Carleton University’s Research Centre in American Studies (RCAS) was opened officially by U.S. Ambassador David Jacobson in January, 2010. Its purpose is to provide an intellectual home for those at Carleton working from different disciplines toward a better understanding of the culture, politics, history, and identity of the United States. Since its opening, it has hosted a major international conference, and several well-attended speaker series. Currently, we count nineteen “core” and associated faculty across four Carleton faculties. Much of the public face of Carleton’s American research and teaching (how the United States is “advertised” here) is understandably guided toward contemporary policy issues and bilateral Canadian-American relations. As indispensible as these have been, the RCAS seeks to broaden our engagement with the complexity and diversity of the United States in its own right by providing expertise, a wider and longer perspective, and up to the moment scholarship by specialists in the U.S. field broadly conceived.

The community of scholars we bring together come from literature, history, political science, economics, and cultural studies, among others, and this collaborative environment highlights the points of disciplinary intersection around the thematic area of “American Studies.” To that end, the Centre serves as a home for Canada’s principal American Studies journal: The Canadian Review of American Studies (edited by Professor of English Priscilla Walton).
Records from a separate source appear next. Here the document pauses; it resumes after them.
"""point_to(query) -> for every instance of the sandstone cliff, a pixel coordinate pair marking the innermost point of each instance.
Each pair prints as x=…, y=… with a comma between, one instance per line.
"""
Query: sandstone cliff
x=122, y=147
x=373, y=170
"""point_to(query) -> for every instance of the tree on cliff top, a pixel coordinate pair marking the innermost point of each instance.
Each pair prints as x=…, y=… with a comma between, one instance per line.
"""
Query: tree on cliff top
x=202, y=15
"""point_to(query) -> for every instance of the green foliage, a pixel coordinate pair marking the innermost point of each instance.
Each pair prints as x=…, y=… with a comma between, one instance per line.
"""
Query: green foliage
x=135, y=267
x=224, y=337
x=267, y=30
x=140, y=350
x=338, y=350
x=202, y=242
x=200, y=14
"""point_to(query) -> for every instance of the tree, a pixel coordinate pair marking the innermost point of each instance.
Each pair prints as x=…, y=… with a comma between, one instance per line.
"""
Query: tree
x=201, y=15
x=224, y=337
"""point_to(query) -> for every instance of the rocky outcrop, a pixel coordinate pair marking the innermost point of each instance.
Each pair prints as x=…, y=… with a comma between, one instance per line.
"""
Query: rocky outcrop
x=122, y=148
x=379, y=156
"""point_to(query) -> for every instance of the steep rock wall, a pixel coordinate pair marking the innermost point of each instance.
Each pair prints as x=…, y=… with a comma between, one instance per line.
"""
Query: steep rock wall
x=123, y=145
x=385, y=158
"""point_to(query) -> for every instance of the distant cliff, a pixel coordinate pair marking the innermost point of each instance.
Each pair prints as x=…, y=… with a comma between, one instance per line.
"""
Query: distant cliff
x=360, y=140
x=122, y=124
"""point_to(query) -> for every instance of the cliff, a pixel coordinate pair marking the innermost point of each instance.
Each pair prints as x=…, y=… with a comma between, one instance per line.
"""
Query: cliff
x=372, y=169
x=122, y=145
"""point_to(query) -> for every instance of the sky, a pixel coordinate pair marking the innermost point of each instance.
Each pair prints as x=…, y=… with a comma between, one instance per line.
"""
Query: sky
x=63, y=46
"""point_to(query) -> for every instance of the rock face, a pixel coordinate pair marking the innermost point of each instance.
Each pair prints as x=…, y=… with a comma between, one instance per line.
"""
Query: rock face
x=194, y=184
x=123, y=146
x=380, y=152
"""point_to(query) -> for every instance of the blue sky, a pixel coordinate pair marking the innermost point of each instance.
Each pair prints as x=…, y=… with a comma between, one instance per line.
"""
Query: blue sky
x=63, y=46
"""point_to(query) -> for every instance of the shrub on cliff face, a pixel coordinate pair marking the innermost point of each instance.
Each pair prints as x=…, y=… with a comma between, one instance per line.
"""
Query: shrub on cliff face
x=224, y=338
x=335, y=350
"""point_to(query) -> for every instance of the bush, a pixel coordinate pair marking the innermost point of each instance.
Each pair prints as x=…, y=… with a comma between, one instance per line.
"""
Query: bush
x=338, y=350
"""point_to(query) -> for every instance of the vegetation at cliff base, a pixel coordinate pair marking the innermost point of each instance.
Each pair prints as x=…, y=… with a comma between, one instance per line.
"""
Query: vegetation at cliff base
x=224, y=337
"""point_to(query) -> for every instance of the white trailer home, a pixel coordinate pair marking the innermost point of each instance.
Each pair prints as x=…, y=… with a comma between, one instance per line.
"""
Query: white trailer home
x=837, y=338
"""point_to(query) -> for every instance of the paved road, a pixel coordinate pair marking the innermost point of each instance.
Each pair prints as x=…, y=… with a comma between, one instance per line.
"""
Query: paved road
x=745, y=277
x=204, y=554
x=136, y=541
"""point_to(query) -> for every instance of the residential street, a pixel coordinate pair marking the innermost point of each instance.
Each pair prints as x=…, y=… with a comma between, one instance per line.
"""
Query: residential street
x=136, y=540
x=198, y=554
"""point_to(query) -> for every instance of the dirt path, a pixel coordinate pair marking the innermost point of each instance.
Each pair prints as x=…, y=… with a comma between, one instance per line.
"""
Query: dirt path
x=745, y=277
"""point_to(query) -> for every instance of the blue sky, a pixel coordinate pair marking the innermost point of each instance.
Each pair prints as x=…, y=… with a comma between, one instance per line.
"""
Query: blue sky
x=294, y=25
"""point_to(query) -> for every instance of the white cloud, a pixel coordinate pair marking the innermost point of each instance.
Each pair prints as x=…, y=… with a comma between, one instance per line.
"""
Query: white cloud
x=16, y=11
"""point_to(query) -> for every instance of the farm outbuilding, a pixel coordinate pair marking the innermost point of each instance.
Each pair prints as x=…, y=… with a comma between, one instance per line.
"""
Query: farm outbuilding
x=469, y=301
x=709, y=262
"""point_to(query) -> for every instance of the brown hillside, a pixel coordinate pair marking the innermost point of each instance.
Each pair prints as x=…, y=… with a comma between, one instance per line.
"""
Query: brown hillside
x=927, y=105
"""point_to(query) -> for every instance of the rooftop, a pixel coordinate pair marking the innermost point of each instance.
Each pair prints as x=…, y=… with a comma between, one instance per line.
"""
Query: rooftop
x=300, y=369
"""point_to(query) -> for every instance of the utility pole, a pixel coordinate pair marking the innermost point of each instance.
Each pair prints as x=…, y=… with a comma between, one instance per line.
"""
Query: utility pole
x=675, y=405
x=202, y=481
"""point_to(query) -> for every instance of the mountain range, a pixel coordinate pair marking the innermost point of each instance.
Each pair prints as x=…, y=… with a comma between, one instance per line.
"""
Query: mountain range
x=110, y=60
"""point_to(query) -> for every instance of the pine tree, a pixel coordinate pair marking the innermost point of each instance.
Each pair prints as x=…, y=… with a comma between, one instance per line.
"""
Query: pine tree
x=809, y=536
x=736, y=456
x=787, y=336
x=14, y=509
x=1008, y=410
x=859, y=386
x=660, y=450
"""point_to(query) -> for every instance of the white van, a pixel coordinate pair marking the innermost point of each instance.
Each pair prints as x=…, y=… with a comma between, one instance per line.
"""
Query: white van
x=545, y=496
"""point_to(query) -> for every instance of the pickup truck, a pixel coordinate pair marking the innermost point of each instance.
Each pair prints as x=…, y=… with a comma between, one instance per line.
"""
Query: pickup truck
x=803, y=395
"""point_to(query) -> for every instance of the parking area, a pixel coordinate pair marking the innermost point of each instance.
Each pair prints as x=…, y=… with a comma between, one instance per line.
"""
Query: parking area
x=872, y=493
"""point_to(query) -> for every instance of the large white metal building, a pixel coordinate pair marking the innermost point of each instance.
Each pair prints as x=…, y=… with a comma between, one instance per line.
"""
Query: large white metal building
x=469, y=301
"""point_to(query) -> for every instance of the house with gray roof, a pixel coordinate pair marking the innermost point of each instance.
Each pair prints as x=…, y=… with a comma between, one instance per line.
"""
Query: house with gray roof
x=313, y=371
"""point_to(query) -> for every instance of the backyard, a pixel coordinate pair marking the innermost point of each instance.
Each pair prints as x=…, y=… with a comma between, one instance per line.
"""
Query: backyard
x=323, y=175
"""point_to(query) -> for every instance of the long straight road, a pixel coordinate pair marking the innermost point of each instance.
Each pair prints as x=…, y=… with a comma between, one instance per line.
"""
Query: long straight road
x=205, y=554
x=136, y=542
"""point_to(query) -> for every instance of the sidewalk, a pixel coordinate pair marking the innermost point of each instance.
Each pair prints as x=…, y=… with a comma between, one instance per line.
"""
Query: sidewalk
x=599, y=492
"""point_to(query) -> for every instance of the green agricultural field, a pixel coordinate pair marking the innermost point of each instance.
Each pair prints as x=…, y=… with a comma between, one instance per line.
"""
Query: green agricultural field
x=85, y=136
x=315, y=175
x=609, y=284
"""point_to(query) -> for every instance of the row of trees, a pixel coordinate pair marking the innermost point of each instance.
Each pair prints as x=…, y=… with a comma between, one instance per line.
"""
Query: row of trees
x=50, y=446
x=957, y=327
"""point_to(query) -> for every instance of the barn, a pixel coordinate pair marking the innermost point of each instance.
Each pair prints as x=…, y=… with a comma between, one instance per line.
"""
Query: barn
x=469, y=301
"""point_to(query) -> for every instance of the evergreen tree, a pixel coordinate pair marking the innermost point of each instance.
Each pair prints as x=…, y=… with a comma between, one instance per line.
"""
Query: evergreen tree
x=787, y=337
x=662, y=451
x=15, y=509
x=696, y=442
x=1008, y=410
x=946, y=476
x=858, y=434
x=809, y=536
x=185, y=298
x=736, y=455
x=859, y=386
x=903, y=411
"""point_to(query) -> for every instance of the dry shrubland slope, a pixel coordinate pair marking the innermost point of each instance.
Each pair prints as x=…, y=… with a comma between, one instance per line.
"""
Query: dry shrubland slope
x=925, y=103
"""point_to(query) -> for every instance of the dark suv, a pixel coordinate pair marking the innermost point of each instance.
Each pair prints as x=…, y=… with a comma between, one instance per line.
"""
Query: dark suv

In addition, we provide an institutional locus for building student and faculty ties to American institutions. One of our faculty, Melissa Haussman, is a member of the College Advisory Liaison Board of The Washington Center, the world’s largest provider of public, private and advocacy-sector internships. She brought the agreement for internship provision through The Washington Center upon her arrival at Carleton in 2005. We are currently developing ties to a number of American and European American Studies programmes that will soon enable Canadian students and researchers to enjoy the intellectual benefits of the Centre’s international orientation.